Wednesday, December 21, 2011

I Couldn’t Believe in a God, who…

In my earlier “Key Belief Number Five” http://colinhawkersother.blogspot.com/2011/12/god-made-universe-to-show-extent-of-his.html, I wrote about how God shows His greatness through his creation of the universe. I also said that, for the most part, if you don’t believe in God, then this does not make much of an impression. Further, I said that the bad that people see in the world, develops into a reason for not believing in God. This is typically expressed as “I couldn’t believe in a God who…….”

In some ways, we start with a disadvantage in our childhood. Sunday Schools give or can give the impression of a Father Christmas figure of God.
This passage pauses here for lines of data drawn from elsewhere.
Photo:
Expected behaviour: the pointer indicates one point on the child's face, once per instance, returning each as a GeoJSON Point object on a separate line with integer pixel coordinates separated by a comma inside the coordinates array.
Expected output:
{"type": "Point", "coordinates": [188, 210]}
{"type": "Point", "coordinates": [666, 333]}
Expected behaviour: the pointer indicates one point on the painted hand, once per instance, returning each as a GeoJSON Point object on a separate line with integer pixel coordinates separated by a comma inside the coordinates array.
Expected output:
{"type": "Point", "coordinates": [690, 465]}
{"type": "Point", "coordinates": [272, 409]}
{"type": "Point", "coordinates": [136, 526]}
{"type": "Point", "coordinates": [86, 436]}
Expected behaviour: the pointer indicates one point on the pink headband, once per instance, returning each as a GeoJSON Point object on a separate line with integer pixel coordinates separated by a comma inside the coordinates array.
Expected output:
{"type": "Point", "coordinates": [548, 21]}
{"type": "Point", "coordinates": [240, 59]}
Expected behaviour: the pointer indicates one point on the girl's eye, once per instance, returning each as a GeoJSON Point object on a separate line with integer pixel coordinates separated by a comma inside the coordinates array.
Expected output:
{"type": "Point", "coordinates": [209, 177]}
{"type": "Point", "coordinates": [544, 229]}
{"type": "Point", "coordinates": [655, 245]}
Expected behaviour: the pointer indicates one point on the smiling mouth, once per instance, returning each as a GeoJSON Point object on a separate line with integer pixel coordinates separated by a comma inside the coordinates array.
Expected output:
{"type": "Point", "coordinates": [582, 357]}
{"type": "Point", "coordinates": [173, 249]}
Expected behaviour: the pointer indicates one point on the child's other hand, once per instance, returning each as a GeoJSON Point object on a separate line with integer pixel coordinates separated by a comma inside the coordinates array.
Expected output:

He answers prayers. He loves the world. He does good things. He is someone to whom we can talk. He is the Jesus in the Manger, meek and mild (to quote a Christmas Carol). It is correct that he should be portrayed as such, when we are talking to children, whose grasp of complexity and ambiguity is very limited. But life, as we know, is more complicated than that.  

At some point in their lives, people, as they grow up, have to deal with the ambiguities that are created.  We see and learn how the world really works, what happens in other countries (or our own), in peoples’ lives, and our own immediate families and lives. We resolve these ambiguities by changing our view of the world. In most cases hopefully, we stop believing in things are not true. We no longer believe in Father Christmas. We learn that people lie, car drivers do not always stop at zebra crossings and supermarkets do not always charge the correct prices. We don’t trust politicians and God does not answer our prayers.

Our views are altered and amended. The view we hold of ourselves, our friends, our families and workplace evolve. They may evolve so slowly that we barely notice, until we look back and say to ourselves or friends “Did we really think that?” Sometimes these views change abruptly as some painful truth becomes apparent.

In the same way, earlier views and beliefs about God may be rejected totally, evolve or remain unchanged.

For many, what takes place is a total rejection of earlier beliefs. I have not thought through the various reasons why this might happen. But for many, the rejection is expressed as an inability to believe in a God who causes or allows events to occur which should not happen, at least in terms of the old beliefs. A common ways that this is expressed is “I could not believe in a God who…….”

We might have had a particular view of God. If this view is correct, why does he allow these things to happen? This might be expressed as “If he is a God of Love, why does he allow suffering?” We would like to believe in a God, who does not allow such things to happen, whether these events affect me directly (such as the death of a close family member) or are external to me (such a war in another country). What does not happen is a modifying of the view of what sort of God we are dealing with here.

If there is a God, and there is suffering in the world, then clearly He is a God, who can allow this. This may be important to us. However, the fact that we do not understand this is not essential to its truth. There are many things in the world that that are important and which, we do not understand. This does not mean that they are not true and we have to accept the truth of these, if we wish to continue to function and stay alive.

We have come to think of God in terms that we can approve of. We do this rather than accept the uncomfortable fact that He is whatever He is. Refusing to believe that God is whatever He is a futile exercise. We cannot demand that God conform to an image that we have created or, which was created for us when we were very young.

The Bible makes very few statements along these lines. Rather obscurely, buried in the middle of the Bible, is the Book of Job (immediately before the Psalms). Job is afflicted by God, and although he never directly accuses God, he is confused and puzzled in his heart.

God’s answer is very uncompromising. (Job 38 – 42). You can skip the rest of Job if you want to. http://www.biblegateway.com/passage/?search=Job+38&version=NIV God challenges Job to consider whether he really has any idea of who he is dealing with. God does not have to justify himself to Job or to us.

I will finish with a better known bible story, Moses and the burning bush. (Exodus 3.1 – 14). http://www.biblegateway.com/passage/?search=Exodus+3&version=NIV

Verse 14 is something of a puzzle. “I am what I am”. This is first time in the bible that this expression is used. God says that he is to be called the “I AM”. Very droll, we might think, but it was central for Moses to understand that God is whatever he is and not what Moses or the people of Israel wanted him to be.

God’s existence does not stand or fall on what we think he might be, but by whatever He is.